Les scientifiques en conviennent: les impacts sont pour l’instant encore mineurs, mais la situation ne va pas en s’améliorant. D’autant plus qu’il existe un décalage entre le moment de l’émission des gaz à effet de serre et celui où l’équilibre sera atteint en termes de concentrations dans l’air et dans l’eau. Ceci sans même souligner le fait que, une fois le CO2 absorbé, il n’y a pas de solutions pratiques pour remédier à l’acidification autre que de se reposer sur la nature. Un processus qui peut prendre des milliers d’années. «C’est pourquoi il faut aussi inscrire clairement cette question de l’acidification dans l’agenda lié à la nécessité de réduire les émissions de CO2 au niveau mondial, et développer les recherches, tant les incertitudes restent nombreuses», plaide Jean-Pierre Gattuso.

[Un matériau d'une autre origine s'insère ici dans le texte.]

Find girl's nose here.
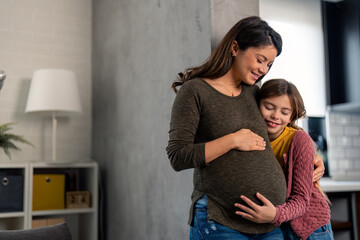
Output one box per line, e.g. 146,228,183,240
271,112,279,120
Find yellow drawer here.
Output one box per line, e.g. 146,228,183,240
33,174,65,211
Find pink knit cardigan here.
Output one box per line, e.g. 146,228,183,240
271,130,331,240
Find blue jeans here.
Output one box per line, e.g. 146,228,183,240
189,195,284,240
281,222,334,240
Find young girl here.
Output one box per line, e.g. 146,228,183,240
234,79,333,240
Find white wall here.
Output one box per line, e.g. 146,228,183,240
260,0,327,117
0,0,92,162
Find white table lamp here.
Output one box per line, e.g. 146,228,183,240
25,69,82,161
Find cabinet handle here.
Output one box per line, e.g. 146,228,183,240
45,177,51,183
2,177,9,186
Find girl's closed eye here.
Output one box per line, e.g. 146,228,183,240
281,111,290,116
264,103,274,110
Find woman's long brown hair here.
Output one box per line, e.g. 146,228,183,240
172,16,283,93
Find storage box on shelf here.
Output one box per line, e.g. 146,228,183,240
0,172,24,212
33,174,66,211
0,161,98,240
0,163,28,230
32,217,65,228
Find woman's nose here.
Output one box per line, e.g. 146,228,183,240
259,64,268,75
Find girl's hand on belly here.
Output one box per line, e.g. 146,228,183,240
234,192,276,223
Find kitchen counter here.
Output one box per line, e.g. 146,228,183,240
320,177,360,192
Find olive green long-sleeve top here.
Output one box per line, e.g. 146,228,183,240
166,78,286,234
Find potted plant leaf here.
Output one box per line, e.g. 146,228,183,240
0,123,34,159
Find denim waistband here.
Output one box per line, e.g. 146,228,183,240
195,194,207,207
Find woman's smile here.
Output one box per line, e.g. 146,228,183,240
251,72,261,81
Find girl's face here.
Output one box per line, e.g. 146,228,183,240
259,94,293,141
232,45,277,85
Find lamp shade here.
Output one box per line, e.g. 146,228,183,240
25,69,82,114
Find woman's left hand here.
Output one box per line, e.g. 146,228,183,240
313,153,325,182
234,192,276,223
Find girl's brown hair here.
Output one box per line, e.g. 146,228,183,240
172,16,282,93
258,79,306,129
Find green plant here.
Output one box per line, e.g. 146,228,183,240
0,122,34,159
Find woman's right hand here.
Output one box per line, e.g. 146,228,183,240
205,129,266,164
232,129,266,151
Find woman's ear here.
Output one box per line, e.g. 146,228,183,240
231,41,239,56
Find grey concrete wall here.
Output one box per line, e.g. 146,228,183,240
92,0,210,239
92,0,258,239
210,0,258,50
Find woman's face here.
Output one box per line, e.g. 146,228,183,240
232,45,277,85
259,94,293,141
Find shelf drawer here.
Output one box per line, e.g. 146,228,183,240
0,174,23,213
33,174,65,211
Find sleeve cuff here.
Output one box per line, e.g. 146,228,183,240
271,207,281,226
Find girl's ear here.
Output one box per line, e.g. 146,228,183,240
287,114,295,126
288,117,294,126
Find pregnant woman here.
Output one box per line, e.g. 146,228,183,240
167,16,287,239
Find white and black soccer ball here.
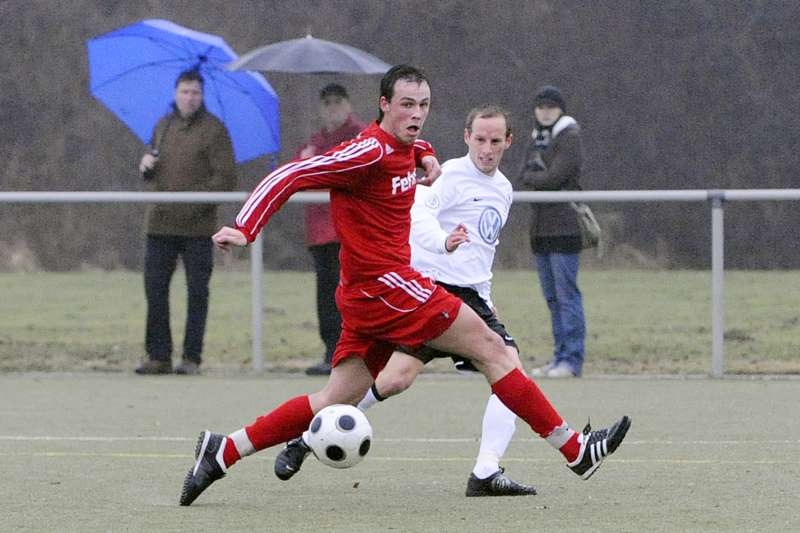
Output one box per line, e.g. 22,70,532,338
306,404,372,469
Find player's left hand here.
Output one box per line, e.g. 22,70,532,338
418,155,441,186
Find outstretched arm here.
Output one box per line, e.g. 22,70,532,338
234,136,382,243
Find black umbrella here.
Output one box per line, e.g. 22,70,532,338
228,34,391,74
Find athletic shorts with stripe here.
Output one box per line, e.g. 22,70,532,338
399,282,518,371
332,266,463,378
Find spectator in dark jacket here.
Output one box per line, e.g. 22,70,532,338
515,85,586,378
135,69,237,376
296,83,366,375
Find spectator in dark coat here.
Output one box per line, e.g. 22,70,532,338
135,69,237,376
515,85,586,378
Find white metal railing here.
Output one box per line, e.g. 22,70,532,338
3,189,800,376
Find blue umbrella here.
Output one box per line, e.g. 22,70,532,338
87,19,280,163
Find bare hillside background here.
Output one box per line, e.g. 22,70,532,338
1,0,799,271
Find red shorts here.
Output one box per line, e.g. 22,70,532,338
332,266,462,378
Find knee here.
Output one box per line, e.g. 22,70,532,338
311,385,367,410
476,334,516,368
378,372,413,397
470,331,503,358
484,330,508,355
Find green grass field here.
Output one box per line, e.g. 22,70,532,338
2,374,798,532
1,269,799,375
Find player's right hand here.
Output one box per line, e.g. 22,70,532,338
299,145,317,159
212,226,248,251
139,153,157,174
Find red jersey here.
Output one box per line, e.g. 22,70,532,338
236,122,436,287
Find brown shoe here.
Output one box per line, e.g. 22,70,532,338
175,360,201,375
134,359,173,375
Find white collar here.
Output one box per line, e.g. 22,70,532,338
551,115,577,137
532,115,577,140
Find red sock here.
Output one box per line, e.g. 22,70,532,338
560,434,581,462
222,439,240,468
244,395,314,451
491,368,564,438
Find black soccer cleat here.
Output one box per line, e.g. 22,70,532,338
465,467,538,497
567,415,631,480
179,430,226,506
274,436,311,481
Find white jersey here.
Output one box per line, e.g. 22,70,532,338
410,154,513,308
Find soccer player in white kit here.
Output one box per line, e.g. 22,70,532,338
361,104,534,496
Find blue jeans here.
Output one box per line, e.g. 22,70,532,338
535,252,585,375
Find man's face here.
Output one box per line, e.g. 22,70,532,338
379,79,430,144
320,95,352,131
174,80,203,117
534,103,562,127
464,115,512,176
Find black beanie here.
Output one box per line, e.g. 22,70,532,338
534,85,566,112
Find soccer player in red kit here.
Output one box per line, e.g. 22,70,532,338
180,65,630,506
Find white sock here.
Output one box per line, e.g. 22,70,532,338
229,428,255,460
545,422,576,450
472,394,517,479
357,384,382,411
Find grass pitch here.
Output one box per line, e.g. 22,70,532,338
1,373,798,532
1,269,799,375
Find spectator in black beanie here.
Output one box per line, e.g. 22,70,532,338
515,85,586,378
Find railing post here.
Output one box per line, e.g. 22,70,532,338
250,234,264,373
709,191,725,378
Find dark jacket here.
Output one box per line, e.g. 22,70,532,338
145,105,237,237
514,115,583,251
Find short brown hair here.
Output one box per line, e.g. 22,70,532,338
175,69,204,89
465,104,512,138
377,64,429,122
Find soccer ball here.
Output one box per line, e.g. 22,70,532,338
306,404,372,469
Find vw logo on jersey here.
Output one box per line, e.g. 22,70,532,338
478,207,503,243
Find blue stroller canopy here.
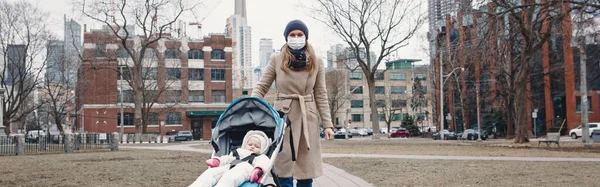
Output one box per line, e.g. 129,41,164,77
212,97,284,149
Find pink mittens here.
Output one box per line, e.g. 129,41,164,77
206,158,220,168
250,167,264,182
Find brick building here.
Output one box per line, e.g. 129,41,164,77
77,28,233,140
429,2,600,135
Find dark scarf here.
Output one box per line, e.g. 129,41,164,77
288,47,311,71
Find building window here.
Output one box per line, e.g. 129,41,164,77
375,86,385,94
118,66,131,80
117,113,135,126
390,73,406,80
376,100,386,107
165,90,181,103
117,46,128,58
375,72,385,80
188,49,204,59
148,112,158,125
189,90,204,103
351,86,363,94
143,90,158,103
576,96,593,112
165,48,180,59
117,90,134,103
166,68,181,80
351,114,363,122
413,74,427,80
143,48,157,59
378,113,385,121
392,100,407,108
96,44,106,57
351,100,363,108
142,67,157,80
211,49,225,60
212,90,226,103
164,48,180,59
166,112,182,125
391,86,406,94
349,72,362,80
392,113,402,121
211,69,225,81
189,68,204,80
242,90,248,95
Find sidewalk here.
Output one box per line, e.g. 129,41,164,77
121,143,374,187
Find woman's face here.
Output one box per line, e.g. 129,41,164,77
287,30,305,39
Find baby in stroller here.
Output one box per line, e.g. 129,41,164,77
189,130,272,187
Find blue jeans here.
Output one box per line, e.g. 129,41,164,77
278,177,313,187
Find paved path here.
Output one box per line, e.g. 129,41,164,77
121,143,374,187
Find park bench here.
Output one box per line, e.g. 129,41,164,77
538,133,560,149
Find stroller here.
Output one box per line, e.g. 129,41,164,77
210,97,289,187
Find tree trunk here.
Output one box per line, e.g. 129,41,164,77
134,65,144,143
367,76,380,139
513,55,531,143
3,119,9,135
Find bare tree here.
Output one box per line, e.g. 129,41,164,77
325,69,348,127
0,1,51,135
378,93,405,135
482,0,568,143
310,0,426,138
75,0,198,140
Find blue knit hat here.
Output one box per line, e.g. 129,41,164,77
284,20,309,41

Le problème commence d’ailleurs à être considéré à sa juste mesure. Outre EPOCA, qui regroupe une centaine de scientifiques appartenant à 27 institutions, avec un budget de 16 millions d’euros, d’autres projets ont été lancés à travers le monde. En mars 2009, le président américain Barack Obama a ainsi signé le décret FOARAM enjoignant la National Oceanic and Atmospheric Administration (NOAA), la National Science Foundation et d’autres agences gouvernementales à mettre conjointement sur pied un programme sur le sujet. Avec un budget de près de 100 millions de dollars sur quatre ans (2009-2012).